Most automakers saw their U.S. sales drop from May to June, a sign that this year’s slow recovery in the industry may be stalling. Americans are delaying big-ticket purchases because they’re worried about their jobs in an environment of high unemployment. Nervous consumers could mean a tough summer for automakers, who hope to improve sales after a dismal 2009.
“Consumers are clearly hunkering down in light of the current environment, waiting for signs of a renewed recovery,” said Jeff Schuster, executive director of global forecasting at J.D. Power.
Job worries were reinforced Thursday when the Labor Department reported that new claims for jobless benefits jumped last week. Claims have been stuck above 450,000 since the beginning of the year, raising concerns that jobs remain scarce as the economy recovers from the worst recession since the 1930s.
The auto industry’s struggles could be good news for some consumers. Analysts say if the month-to-month declines continue, automakers will be tempted to expand sales promotions such as low-cost leases, zero-percent financing and cash rebates. That wasn’t the case, though, in June, according to the Edmunds.com automotive website. Automakers averaged $2,661 in deals per vehicle last month, down $36 from May.

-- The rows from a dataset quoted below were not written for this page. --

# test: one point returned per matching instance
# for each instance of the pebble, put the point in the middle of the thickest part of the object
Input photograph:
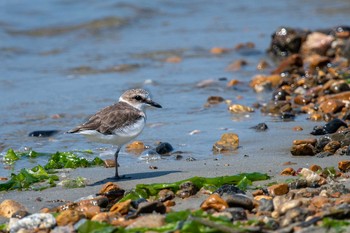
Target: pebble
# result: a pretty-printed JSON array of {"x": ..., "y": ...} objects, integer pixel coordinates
[
  {"x": 148, "y": 221},
  {"x": 9, "y": 207},
  {"x": 278, "y": 189},
  {"x": 33, "y": 222},
  {"x": 238, "y": 200},
  {"x": 227, "y": 143},
  {"x": 214, "y": 201},
  {"x": 164, "y": 148}
]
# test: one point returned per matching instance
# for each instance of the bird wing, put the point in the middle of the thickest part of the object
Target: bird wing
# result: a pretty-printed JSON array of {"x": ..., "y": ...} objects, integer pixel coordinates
[{"x": 110, "y": 118}]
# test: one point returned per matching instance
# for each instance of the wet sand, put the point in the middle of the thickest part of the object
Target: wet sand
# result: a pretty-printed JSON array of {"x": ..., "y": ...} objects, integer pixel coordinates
[{"x": 264, "y": 152}]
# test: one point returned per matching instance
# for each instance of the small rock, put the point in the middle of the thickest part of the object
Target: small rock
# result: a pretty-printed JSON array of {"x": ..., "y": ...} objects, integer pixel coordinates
[
  {"x": 214, "y": 201},
  {"x": 215, "y": 100},
  {"x": 43, "y": 133},
  {"x": 238, "y": 108},
  {"x": 278, "y": 189},
  {"x": 260, "y": 127},
  {"x": 173, "y": 59},
  {"x": 187, "y": 189},
  {"x": 239, "y": 200},
  {"x": 165, "y": 195},
  {"x": 150, "y": 207},
  {"x": 135, "y": 147},
  {"x": 8, "y": 207},
  {"x": 288, "y": 172},
  {"x": 33, "y": 222},
  {"x": 109, "y": 163},
  {"x": 303, "y": 149},
  {"x": 265, "y": 205},
  {"x": 332, "y": 147},
  {"x": 237, "y": 213},
  {"x": 68, "y": 217},
  {"x": 121, "y": 207},
  {"x": 236, "y": 65},
  {"x": 311, "y": 141},
  {"x": 344, "y": 165},
  {"x": 319, "y": 201},
  {"x": 219, "y": 50},
  {"x": 164, "y": 148},
  {"x": 228, "y": 142},
  {"x": 289, "y": 205},
  {"x": 148, "y": 221}
]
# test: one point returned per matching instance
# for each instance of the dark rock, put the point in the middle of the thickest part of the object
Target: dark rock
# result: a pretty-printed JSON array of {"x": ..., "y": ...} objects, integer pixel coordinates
[
  {"x": 287, "y": 116},
  {"x": 323, "y": 154},
  {"x": 150, "y": 207},
  {"x": 329, "y": 128},
  {"x": 286, "y": 41},
  {"x": 260, "y": 127},
  {"x": 43, "y": 133},
  {"x": 265, "y": 205},
  {"x": 237, "y": 213},
  {"x": 164, "y": 148},
  {"x": 135, "y": 204},
  {"x": 279, "y": 95},
  {"x": 229, "y": 189},
  {"x": 238, "y": 200},
  {"x": 298, "y": 184}
]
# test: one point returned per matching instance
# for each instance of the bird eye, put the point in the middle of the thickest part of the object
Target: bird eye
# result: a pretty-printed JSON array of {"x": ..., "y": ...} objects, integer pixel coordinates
[{"x": 138, "y": 98}]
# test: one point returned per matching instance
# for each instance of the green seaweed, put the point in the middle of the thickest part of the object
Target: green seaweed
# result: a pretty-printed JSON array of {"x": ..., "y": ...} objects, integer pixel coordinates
[
  {"x": 147, "y": 190},
  {"x": 26, "y": 177},
  {"x": 70, "y": 160},
  {"x": 33, "y": 179},
  {"x": 336, "y": 225}
]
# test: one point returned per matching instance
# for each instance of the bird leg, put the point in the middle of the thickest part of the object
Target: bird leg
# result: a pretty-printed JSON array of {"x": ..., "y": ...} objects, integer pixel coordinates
[{"x": 117, "y": 177}]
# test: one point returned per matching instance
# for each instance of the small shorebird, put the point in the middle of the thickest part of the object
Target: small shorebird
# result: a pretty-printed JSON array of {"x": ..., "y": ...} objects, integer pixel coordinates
[{"x": 119, "y": 123}]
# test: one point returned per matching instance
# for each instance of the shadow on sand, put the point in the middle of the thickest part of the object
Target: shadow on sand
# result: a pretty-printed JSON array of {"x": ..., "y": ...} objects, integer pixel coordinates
[{"x": 134, "y": 176}]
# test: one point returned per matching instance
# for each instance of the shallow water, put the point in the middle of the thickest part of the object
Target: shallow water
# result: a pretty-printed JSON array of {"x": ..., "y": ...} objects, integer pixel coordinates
[{"x": 71, "y": 58}]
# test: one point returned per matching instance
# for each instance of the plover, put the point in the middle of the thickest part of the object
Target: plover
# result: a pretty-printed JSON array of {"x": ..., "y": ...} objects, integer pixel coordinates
[{"x": 119, "y": 123}]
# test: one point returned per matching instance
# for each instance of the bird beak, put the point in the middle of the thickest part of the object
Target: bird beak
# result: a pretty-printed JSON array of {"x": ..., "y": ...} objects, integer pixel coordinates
[{"x": 152, "y": 103}]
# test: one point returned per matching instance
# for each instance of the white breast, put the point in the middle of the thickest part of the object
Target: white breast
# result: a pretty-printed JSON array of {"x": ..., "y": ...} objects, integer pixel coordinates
[{"x": 119, "y": 137}]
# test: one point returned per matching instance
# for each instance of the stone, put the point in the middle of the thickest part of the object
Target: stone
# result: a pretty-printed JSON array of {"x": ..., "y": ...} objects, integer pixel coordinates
[
  {"x": 319, "y": 201},
  {"x": 332, "y": 147},
  {"x": 108, "y": 163},
  {"x": 289, "y": 205},
  {"x": 238, "y": 108},
  {"x": 315, "y": 168},
  {"x": 68, "y": 217},
  {"x": 278, "y": 189},
  {"x": 135, "y": 147},
  {"x": 36, "y": 221},
  {"x": 228, "y": 189},
  {"x": 214, "y": 201},
  {"x": 8, "y": 207},
  {"x": 236, "y": 65},
  {"x": 344, "y": 165},
  {"x": 164, "y": 148},
  {"x": 215, "y": 100},
  {"x": 331, "y": 106},
  {"x": 265, "y": 205},
  {"x": 288, "y": 172},
  {"x": 260, "y": 127},
  {"x": 262, "y": 83},
  {"x": 121, "y": 208},
  {"x": 238, "y": 214},
  {"x": 148, "y": 221},
  {"x": 238, "y": 200},
  {"x": 112, "y": 191},
  {"x": 227, "y": 143},
  {"x": 311, "y": 141},
  {"x": 303, "y": 149},
  {"x": 150, "y": 207}
]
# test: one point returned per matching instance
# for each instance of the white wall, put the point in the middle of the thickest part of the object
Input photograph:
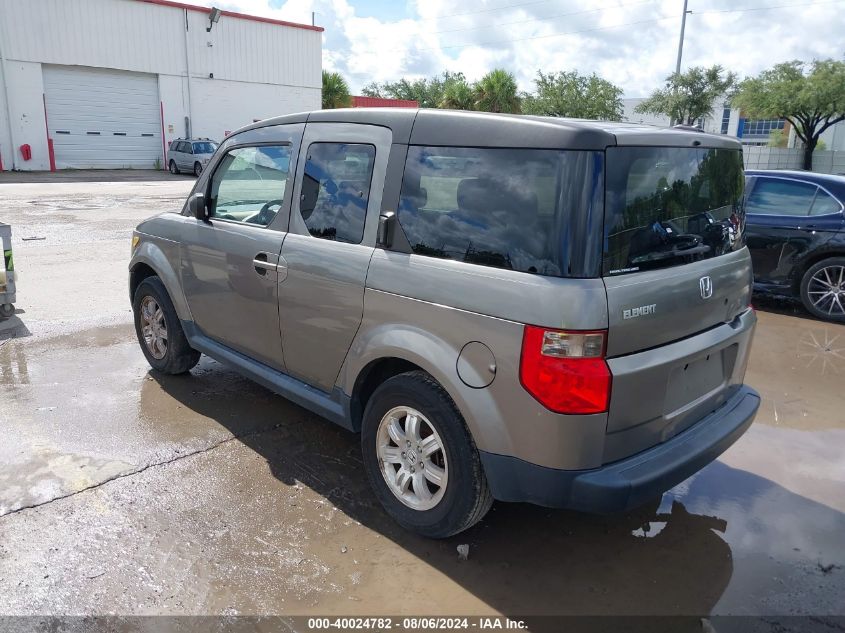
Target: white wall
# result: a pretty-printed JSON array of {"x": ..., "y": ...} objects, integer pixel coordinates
[
  {"x": 221, "y": 106},
  {"x": 260, "y": 69},
  {"x": 6, "y": 153}
]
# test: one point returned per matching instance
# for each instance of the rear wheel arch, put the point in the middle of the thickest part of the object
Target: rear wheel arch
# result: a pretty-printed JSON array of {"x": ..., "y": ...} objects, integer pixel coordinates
[
  {"x": 370, "y": 377},
  {"x": 137, "y": 274}
]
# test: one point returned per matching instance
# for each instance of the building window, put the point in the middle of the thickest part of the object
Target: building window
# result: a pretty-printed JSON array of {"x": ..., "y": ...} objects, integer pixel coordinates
[{"x": 760, "y": 127}]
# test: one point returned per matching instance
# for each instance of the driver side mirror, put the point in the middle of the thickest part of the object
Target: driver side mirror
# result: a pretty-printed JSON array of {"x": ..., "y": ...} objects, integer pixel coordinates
[
  {"x": 386, "y": 229},
  {"x": 197, "y": 207}
]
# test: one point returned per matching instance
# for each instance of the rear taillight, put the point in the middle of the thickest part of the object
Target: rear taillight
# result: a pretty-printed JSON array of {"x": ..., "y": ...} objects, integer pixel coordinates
[{"x": 565, "y": 371}]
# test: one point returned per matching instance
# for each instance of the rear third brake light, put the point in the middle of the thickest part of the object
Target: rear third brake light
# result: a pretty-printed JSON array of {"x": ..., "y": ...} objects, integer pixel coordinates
[{"x": 566, "y": 371}]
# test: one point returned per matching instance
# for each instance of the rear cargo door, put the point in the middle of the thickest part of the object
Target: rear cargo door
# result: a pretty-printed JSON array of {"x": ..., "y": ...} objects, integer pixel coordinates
[{"x": 675, "y": 268}]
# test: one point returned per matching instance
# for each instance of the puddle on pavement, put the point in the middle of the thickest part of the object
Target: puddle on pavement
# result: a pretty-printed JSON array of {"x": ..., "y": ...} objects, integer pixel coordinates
[{"x": 282, "y": 520}]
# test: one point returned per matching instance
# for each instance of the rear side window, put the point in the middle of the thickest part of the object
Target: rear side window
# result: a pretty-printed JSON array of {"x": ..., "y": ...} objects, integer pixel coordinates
[
  {"x": 773, "y": 196},
  {"x": 668, "y": 206},
  {"x": 336, "y": 190},
  {"x": 825, "y": 204},
  {"x": 534, "y": 211},
  {"x": 249, "y": 183}
]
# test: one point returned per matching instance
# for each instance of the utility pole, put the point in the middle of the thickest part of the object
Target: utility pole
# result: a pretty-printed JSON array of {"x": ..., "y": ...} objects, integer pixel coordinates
[
  {"x": 681, "y": 40},
  {"x": 680, "y": 47}
]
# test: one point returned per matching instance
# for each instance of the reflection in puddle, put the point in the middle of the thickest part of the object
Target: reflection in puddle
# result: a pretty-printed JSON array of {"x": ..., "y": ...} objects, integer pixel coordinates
[{"x": 822, "y": 350}]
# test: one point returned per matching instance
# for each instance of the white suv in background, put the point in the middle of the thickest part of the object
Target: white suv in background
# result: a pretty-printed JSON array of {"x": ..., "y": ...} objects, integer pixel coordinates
[{"x": 190, "y": 155}]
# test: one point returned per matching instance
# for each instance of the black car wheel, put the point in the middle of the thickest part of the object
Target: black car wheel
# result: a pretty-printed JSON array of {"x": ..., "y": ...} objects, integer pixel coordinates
[{"x": 823, "y": 289}]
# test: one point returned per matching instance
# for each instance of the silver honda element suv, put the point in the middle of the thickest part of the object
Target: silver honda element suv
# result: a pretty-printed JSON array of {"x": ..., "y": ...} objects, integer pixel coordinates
[{"x": 504, "y": 307}]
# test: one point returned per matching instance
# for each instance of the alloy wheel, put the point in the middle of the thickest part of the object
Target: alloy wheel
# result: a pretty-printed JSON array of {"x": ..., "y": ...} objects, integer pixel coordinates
[
  {"x": 412, "y": 458},
  {"x": 153, "y": 327},
  {"x": 827, "y": 290}
]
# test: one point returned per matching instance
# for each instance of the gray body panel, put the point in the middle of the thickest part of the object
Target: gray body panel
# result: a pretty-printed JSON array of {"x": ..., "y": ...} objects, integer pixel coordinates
[
  {"x": 503, "y": 418},
  {"x": 321, "y": 299},
  {"x": 233, "y": 301},
  {"x": 332, "y": 310}
]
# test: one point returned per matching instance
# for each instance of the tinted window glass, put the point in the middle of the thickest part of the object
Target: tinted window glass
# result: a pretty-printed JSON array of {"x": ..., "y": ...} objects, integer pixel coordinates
[
  {"x": 772, "y": 196},
  {"x": 249, "y": 184},
  {"x": 336, "y": 190},
  {"x": 825, "y": 203},
  {"x": 204, "y": 148},
  {"x": 525, "y": 210},
  {"x": 670, "y": 206}
]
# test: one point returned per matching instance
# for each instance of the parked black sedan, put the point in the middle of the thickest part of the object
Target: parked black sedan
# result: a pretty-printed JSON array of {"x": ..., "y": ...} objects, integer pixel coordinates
[{"x": 795, "y": 230}]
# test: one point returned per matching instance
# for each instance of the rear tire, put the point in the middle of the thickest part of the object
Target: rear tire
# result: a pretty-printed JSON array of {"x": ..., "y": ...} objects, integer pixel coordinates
[
  {"x": 159, "y": 331},
  {"x": 439, "y": 439},
  {"x": 823, "y": 289}
]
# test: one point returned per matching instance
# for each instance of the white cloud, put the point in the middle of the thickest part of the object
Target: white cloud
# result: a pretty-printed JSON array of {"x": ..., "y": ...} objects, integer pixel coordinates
[{"x": 632, "y": 43}]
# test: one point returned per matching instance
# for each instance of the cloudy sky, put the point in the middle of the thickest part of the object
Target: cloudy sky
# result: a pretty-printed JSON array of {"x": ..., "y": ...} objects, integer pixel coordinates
[{"x": 633, "y": 43}]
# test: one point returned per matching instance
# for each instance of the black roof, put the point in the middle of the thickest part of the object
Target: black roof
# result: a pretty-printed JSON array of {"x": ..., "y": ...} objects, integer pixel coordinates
[
  {"x": 834, "y": 184},
  {"x": 483, "y": 129}
]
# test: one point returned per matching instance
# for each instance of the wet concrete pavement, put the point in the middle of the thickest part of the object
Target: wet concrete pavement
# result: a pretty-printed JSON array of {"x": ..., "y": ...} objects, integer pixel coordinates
[{"x": 132, "y": 493}]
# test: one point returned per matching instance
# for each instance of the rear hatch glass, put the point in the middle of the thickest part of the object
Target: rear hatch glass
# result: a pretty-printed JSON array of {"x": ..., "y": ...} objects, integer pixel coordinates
[
  {"x": 674, "y": 267},
  {"x": 674, "y": 225},
  {"x": 668, "y": 206}
]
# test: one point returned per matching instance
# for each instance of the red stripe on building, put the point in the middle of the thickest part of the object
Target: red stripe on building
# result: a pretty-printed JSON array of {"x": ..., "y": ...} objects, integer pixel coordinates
[
  {"x": 233, "y": 14},
  {"x": 163, "y": 143}
]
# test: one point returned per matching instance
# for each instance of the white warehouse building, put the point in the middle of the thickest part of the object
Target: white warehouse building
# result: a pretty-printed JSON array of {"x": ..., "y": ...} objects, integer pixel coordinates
[{"x": 110, "y": 83}]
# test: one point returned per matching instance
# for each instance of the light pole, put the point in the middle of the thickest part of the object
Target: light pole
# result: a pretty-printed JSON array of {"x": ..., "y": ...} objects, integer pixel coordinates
[
  {"x": 681, "y": 39},
  {"x": 680, "y": 48}
]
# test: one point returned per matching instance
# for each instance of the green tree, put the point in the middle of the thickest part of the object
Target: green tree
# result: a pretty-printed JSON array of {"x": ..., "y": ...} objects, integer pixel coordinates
[
  {"x": 335, "y": 91},
  {"x": 497, "y": 92},
  {"x": 427, "y": 91},
  {"x": 458, "y": 95},
  {"x": 572, "y": 95},
  {"x": 811, "y": 96},
  {"x": 372, "y": 89},
  {"x": 687, "y": 97}
]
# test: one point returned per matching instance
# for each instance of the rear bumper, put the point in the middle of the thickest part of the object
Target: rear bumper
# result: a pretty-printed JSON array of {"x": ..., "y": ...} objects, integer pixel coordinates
[{"x": 630, "y": 482}]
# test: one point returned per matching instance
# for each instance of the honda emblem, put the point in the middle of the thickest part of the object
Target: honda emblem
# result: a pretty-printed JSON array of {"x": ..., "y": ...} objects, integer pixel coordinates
[{"x": 705, "y": 285}]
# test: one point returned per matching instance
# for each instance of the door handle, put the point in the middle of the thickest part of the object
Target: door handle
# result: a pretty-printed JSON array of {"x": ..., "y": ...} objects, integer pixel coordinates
[{"x": 262, "y": 265}]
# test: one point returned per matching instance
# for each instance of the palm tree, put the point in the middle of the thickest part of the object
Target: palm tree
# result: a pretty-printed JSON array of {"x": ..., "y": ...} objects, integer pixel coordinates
[
  {"x": 458, "y": 95},
  {"x": 335, "y": 91},
  {"x": 497, "y": 92}
]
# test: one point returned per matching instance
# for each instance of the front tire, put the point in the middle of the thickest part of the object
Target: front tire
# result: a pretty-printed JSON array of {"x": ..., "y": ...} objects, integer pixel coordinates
[
  {"x": 159, "y": 331},
  {"x": 420, "y": 458},
  {"x": 823, "y": 289}
]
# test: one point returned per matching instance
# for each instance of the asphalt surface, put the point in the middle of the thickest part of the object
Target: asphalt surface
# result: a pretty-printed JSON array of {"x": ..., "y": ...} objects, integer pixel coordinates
[{"x": 123, "y": 491}]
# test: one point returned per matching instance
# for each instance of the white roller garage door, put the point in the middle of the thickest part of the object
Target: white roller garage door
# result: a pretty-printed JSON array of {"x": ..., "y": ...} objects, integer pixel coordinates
[{"x": 101, "y": 118}]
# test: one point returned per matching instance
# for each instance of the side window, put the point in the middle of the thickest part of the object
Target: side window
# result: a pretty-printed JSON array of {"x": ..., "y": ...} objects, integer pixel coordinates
[
  {"x": 773, "y": 196},
  {"x": 336, "y": 190},
  {"x": 825, "y": 204},
  {"x": 493, "y": 207},
  {"x": 249, "y": 184}
]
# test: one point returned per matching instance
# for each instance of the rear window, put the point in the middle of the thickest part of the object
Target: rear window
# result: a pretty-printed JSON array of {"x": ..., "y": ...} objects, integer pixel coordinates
[
  {"x": 671, "y": 206},
  {"x": 534, "y": 211},
  {"x": 205, "y": 147}
]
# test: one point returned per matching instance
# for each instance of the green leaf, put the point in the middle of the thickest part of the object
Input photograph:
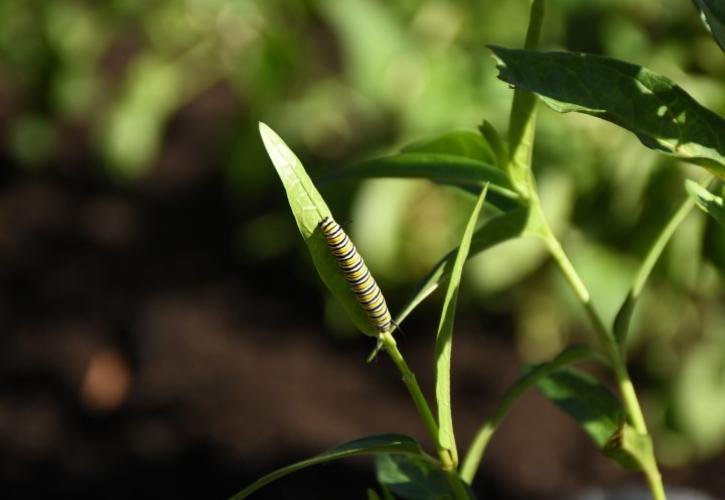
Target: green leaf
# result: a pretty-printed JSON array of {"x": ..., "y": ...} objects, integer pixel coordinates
[
  {"x": 631, "y": 449},
  {"x": 444, "y": 336},
  {"x": 412, "y": 478},
  {"x": 372, "y": 495},
  {"x": 494, "y": 231},
  {"x": 371, "y": 445},
  {"x": 586, "y": 400},
  {"x": 309, "y": 208},
  {"x": 462, "y": 143},
  {"x": 529, "y": 379},
  {"x": 624, "y": 315},
  {"x": 443, "y": 168},
  {"x": 499, "y": 148},
  {"x": 662, "y": 115},
  {"x": 713, "y": 15},
  {"x": 708, "y": 202}
]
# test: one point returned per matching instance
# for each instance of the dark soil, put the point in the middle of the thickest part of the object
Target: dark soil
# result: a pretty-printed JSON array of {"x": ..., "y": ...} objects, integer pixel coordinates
[{"x": 140, "y": 358}]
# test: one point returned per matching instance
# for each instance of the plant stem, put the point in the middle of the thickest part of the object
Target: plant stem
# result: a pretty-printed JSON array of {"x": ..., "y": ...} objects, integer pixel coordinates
[
  {"x": 456, "y": 486},
  {"x": 391, "y": 347},
  {"x": 611, "y": 348},
  {"x": 605, "y": 336}
]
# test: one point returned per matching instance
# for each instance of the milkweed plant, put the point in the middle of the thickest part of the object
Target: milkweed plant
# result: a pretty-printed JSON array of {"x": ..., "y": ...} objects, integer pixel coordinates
[{"x": 498, "y": 173}]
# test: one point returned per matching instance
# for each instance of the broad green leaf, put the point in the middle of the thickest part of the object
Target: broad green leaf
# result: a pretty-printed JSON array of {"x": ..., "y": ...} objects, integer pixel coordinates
[
  {"x": 525, "y": 382},
  {"x": 444, "y": 336},
  {"x": 708, "y": 202},
  {"x": 309, "y": 209},
  {"x": 372, "y": 495},
  {"x": 662, "y": 115},
  {"x": 438, "y": 167},
  {"x": 371, "y": 445},
  {"x": 413, "y": 479},
  {"x": 713, "y": 15},
  {"x": 499, "y": 148},
  {"x": 587, "y": 401},
  {"x": 462, "y": 143},
  {"x": 495, "y": 230},
  {"x": 624, "y": 315}
]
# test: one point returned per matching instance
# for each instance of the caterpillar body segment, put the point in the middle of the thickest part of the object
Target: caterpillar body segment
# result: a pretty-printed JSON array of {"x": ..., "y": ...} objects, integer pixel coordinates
[{"x": 357, "y": 274}]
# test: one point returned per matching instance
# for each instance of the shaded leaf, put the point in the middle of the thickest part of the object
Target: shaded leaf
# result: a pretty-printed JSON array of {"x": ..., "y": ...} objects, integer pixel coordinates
[
  {"x": 371, "y": 445},
  {"x": 662, "y": 115},
  {"x": 495, "y": 230},
  {"x": 412, "y": 478},
  {"x": 708, "y": 202},
  {"x": 444, "y": 336},
  {"x": 713, "y": 15},
  {"x": 309, "y": 208}
]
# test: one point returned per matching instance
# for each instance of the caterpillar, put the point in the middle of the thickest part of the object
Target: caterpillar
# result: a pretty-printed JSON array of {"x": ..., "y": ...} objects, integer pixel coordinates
[{"x": 357, "y": 274}]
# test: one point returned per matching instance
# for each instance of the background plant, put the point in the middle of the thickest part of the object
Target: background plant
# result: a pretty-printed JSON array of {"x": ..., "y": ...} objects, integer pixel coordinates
[
  {"x": 73, "y": 73},
  {"x": 659, "y": 113}
]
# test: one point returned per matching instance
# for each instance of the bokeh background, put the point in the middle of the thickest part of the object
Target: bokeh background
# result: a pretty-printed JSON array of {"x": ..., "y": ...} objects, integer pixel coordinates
[{"x": 162, "y": 330}]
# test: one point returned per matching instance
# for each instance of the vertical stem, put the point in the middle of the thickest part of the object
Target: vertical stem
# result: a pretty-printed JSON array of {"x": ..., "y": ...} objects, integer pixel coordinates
[
  {"x": 606, "y": 338},
  {"x": 416, "y": 394}
]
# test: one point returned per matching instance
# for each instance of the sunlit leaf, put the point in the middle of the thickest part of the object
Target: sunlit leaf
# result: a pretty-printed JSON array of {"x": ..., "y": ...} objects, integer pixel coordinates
[
  {"x": 411, "y": 478},
  {"x": 713, "y": 15},
  {"x": 494, "y": 231},
  {"x": 309, "y": 209},
  {"x": 462, "y": 143},
  {"x": 444, "y": 336},
  {"x": 662, "y": 115},
  {"x": 371, "y": 445},
  {"x": 524, "y": 383},
  {"x": 708, "y": 202}
]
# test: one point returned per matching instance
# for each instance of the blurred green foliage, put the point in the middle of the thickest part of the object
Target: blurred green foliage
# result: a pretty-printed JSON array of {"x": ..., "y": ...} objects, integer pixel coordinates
[{"x": 345, "y": 80}]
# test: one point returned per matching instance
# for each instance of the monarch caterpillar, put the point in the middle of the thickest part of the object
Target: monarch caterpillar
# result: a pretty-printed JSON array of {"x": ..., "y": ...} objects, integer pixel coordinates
[{"x": 357, "y": 274}]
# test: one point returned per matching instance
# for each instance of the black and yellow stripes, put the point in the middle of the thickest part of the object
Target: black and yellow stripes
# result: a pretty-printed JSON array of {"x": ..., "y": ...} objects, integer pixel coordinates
[{"x": 357, "y": 275}]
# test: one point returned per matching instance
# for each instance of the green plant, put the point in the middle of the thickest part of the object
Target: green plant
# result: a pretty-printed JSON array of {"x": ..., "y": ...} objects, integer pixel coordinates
[{"x": 664, "y": 118}]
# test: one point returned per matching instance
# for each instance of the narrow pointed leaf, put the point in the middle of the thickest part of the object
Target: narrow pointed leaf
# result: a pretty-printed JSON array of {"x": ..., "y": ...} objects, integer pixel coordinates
[
  {"x": 662, "y": 115},
  {"x": 413, "y": 479},
  {"x": 494, "y": 231},
  {"x": 528, "y": 380},
  {"x": 592, "y": 405},
  {"x": 713, "y": 15},
  {"x": 707, "y": 202},
  {"x": 464, "y": 143},
  {"x": 444, "y": 168},
  {"x": 309, "y": 208},
  {"x": 444, "y": 337},
  {"x": 371, "y": 445}
]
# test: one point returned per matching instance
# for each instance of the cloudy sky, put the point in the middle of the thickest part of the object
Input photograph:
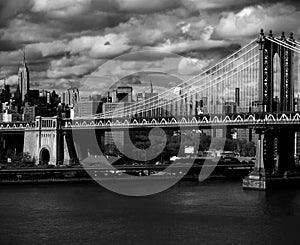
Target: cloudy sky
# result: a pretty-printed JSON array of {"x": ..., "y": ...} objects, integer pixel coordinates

Sales of General Motors Co., Ford Motor Co. and Chrysler Group cars and trucks fell between 12 and 13 percent from May. Toyota, Subaru and Honda were also down, but Hyundai bucked the trend with a slight gain in May.
“Recent economic news continues to point to a slow recovery with some volatility in it,” said Steve Carlisle, GM’s head of global product planning.
Carlisle pointed to declines in fleet sales as a major reason for the slowdown from May to June. Those sales, which go to bulk buyers such as the government and rental agencies, bring in less money than sales to individuals. GM sold 25,000 fewer vehicles to fleets in June.
Car sales to individuals often slow down from May to June, as deals during the long Memorial Day weekend bring in customers that might have bought cars the following month. Automakers are still predicting a gradual recovery in the last half of the year, and said they weren’t too concerned about the slowdown.
Sales of GM’s four core brands _ Chevrolet, Buick, GMC and Cadillac _ rose 36 percent over June of last year, helped by strong demand for crossovers and some recovery in pickups. Still, last June was a relatively weak month as GM headed into bankruptcy protection and the industry was in the midst of its worst annual sales in 30 years.
Ford’s overall sales increased 15 percent over last June. Sales of its new F-Series Super Duty pickup rose 58 percent from a year earlier, although sales its top-selling F-Series pickup fell 7 percent from May.
Chrysler said all four of its brands saw gains from June of 2009. But sales fell 12 percent from May and the company conceded that there are signs of economic weakness.
“While there is data that shows the economy is starting to recover, credit is not flowing as freely as it used to, unemployment figures are still a concern for many families in the United States, and consumers are being prudent with their purchases,” Chrysler said in a statement.
Other automakers reporting Thursday:
_ Hyundai Motor Corp. reported a 4 percent increase from May and a 35 percent jump from June of last year, helped by sales of its midsize Sonata sedan.
_ Subaru’s U.S. sales fell about 9 percent from May.
_ Honda Motor Co.’s U.S. sales slipped 9 percent from May but rose 6 percent over June of last year. The Civic compact and Acura MDX crossover led Honda’s June sales.